That was three presidential terms ago, back when Bill Clinton was still in the White House. Since then the law has been the courtroom target of mining and drilling companies, ranchers and a list of Western states, including Utah and led by Wyoming, a state that lives off mining and drilling.
But the U.S. Supreme Court put an end to the litigation this week when it rejected their argument that the rule allowed the U.S. Forest Service to essentially declare certain areas wilderness, with that designation's limits on development. Only Congress has the authority to set aside federal lands as wilderness.
Instead, the high court let stand the ruling of the 10th U.S. Circuit Court of Appeals upholding the Roadless Rule.
It is a landmark decision that should mean 50 million acres of roadless areas in national forests will remain unspoiled for future generations of Americans.
And, contrary to what its opponents have argued, the rule allows federal agencies to manage the forests to reduce the threats of wildfires and disease. Such management will be conducted to maintain the natural beauty of the roadless forests.
It is important for Americans that these areas be protected from mining, logging, drilling and grazing. There are intrinsic benefits from places of solitude and quiet that have value beyond the short-term economic gains to be had from using up these irreplaceable resources.

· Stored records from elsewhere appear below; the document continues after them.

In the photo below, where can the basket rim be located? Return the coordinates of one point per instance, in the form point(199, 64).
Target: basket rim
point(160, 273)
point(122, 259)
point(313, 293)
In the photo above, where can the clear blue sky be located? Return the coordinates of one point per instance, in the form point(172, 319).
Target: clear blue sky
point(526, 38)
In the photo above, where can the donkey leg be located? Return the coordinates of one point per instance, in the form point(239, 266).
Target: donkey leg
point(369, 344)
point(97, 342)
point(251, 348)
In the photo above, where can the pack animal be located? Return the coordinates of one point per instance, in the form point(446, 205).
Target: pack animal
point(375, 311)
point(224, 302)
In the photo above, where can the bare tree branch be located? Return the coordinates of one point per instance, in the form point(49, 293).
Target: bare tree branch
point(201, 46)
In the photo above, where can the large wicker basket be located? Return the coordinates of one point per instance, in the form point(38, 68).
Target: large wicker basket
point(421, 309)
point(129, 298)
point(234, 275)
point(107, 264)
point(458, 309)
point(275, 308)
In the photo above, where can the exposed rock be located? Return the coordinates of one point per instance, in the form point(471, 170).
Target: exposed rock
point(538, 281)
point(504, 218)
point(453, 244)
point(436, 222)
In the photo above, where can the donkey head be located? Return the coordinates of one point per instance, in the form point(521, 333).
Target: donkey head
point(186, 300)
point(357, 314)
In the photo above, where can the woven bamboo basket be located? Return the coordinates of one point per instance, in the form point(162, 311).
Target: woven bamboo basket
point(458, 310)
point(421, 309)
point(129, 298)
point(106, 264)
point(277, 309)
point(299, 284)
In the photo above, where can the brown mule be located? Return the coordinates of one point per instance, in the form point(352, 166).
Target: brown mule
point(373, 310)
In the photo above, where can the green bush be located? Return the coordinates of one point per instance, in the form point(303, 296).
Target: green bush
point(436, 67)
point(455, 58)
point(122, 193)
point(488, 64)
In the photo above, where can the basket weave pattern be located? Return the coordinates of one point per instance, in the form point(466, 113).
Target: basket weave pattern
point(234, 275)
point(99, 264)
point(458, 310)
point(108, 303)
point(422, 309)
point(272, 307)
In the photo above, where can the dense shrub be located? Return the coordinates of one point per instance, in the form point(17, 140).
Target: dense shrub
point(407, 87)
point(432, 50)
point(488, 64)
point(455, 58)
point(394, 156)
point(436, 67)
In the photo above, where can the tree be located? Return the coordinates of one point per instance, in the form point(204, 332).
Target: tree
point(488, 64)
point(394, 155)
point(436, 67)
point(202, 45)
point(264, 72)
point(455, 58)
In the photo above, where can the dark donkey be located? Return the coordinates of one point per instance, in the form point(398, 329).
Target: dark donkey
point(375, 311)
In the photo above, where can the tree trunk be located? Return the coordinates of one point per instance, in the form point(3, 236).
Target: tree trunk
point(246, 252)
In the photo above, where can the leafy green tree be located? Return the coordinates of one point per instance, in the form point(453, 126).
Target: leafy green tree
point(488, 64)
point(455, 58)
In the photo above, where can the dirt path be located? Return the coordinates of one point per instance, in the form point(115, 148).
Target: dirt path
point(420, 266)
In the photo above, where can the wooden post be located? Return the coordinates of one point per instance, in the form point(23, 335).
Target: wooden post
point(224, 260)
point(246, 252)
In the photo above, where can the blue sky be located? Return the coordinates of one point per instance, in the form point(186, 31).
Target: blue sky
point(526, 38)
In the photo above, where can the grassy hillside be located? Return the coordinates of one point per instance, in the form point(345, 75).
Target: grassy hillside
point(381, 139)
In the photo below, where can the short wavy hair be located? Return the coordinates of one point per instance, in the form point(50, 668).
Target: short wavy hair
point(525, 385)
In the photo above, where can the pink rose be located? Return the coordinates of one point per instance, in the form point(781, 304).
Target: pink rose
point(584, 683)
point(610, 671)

Without limits on what humans can take from the land, the future for our grandchildren would be bleak. Forests are more than simply trees. They provide habitat for wildlife, and watersheds to help slake the thirst of humans. Trees are renewable, but a forest can be replaced only over centuries, if ever.
America has given permission for industry to exploit our natural resources on the vast majority of public and private lands. Thanks to this court decision, we will be able to keep these forests for ourselves.